We spent the night in Sioux Falls, South Dakota, which was kind of a nice place, although there was an enormously loud ventilation fan right outside out window, a recurring problem on the trip. On the Interstate 90 in South Dakota you’re in this endless ocean of rolling grasslands, and get eager for a roadside attraction, such as the Corn Palace in Mitchell, SD. The murals are freshly tessellated from sawed-in-half corn cobs every year. They were corny.

The Mitchell high-school team is the Kernels!

The clouds were amazing in the prairies, feathery, vast, spaced out from horizon to horizon like cauliflowers in a field.

1880 Town was another SD roadside attraction. Note the mannequin of a woman in the upstairs hotel room. All the buildings were trucked in from all over the state, genuine.
It was surprisingly hot in the sun; a guy working there said it goes up to 120 in the summer. The guy was a retiree from Mississippi who parks his RV for free at 1880 Town in the summer and puts in a few hours a week as an attendant. His wife was with him, doing the same thing, apparently Work for RV Campers is a popular thing for retirees. Sort of reminds me of the pheezers in my novel Software.

I dug the peeling wallpaper in the hotel with the mannequin upstairs.

The RV Work-Camper’s wife told us that most of the buildings were kept up, but that the man who’d donated the hotel insisted it be kept as is till he died because he’d spent a night there in the 1910s. He’s 94 and he visits the hotel every day. Maybe he’s in love with the mannequin. Twilight Zone episode…

Antlers are a favorite form of natural gnarl decoration in the Wild West. One thing that struck me about the WW is that it only lasted 20 or 30 years. I’m thinking there was something similar in Silicon Valley from like 1975-2005, a 20 or 30 year transition period, and I happened to be here for most of it. Maybe I could get a memoir out of that.

We hit the Badlands of South Dakota next. They aren’t all that big, but they’re pretty great.

What made it wild was that most of the time there was this enormous thunder cloud hovering over us.

The clouds under the thundercloud looked dark and the far-away clouds looked light. I shot this intelligent-alien type cloud from my moving car. A flying jellyfish. I considered Photoshopping away the tilt, but the tilt makes it look more desperate and authentic. Shot moments before that intergalactic contact after which everything changed…

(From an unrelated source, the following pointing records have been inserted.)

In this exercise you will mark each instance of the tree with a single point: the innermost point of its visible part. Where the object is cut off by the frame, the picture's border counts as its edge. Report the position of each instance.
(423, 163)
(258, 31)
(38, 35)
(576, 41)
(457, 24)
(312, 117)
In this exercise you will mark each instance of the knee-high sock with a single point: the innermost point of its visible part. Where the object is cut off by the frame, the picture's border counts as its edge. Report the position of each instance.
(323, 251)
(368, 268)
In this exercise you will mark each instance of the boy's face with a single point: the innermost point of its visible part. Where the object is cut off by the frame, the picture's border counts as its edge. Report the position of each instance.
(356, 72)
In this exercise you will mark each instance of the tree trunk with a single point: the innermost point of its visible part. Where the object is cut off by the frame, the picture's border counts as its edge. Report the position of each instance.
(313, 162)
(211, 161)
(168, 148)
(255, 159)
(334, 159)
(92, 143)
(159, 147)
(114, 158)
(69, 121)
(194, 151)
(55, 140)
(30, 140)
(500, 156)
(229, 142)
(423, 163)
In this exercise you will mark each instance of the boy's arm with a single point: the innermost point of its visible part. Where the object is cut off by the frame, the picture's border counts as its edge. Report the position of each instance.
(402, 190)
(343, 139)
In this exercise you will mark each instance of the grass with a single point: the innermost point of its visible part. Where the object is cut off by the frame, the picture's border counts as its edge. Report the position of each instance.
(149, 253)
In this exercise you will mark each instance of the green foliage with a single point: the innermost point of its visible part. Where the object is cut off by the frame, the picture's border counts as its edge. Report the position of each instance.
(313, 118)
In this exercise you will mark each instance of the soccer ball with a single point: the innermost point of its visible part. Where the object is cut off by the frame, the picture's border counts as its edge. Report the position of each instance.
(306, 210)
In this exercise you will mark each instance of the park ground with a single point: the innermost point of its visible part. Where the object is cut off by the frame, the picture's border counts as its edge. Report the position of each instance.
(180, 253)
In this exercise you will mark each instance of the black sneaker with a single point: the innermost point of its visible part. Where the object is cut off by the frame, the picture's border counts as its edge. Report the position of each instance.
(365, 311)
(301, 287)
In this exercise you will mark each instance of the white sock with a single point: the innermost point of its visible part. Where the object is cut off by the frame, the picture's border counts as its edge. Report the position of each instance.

Suckling on the breast of Mother Earth.

We were diving this nice PT Cruiser I rented. I like those cars a lot, although the mileage was only about 23 mpg even on the freeways, and the pickup isn’t that great if you really want to pass someone. If they could make a high-mileage turbo PT Cruiser, it would be irresistible.

Gotta hit Mount Rushmore. The road to Rushmore from Rapid City is insane, a roadside attraction every thirty yards for like twenty miles. But once you’re there, the statues really are impressive, it’s intense to see the physical reality of something you’ve seen take-offs of your whole life. The guy who made them was a refreshingly nutty artist, Gutzon Borglum (Danish name).

We stopped in Lead, SD, (pronounced leed) to check out the enormous pit-like “Open Cut†gold mine, now unused. For the sake of good public relations, the Lead Homestake Mining company doesn’t actually have a photo of the open cut on their website! I thought it was kind of beautiful though, smoothed off by the weather as it is, and with the lush green grass growing right up to the edge. An earthwork. Those diagonal stripes are veins of rhyolite.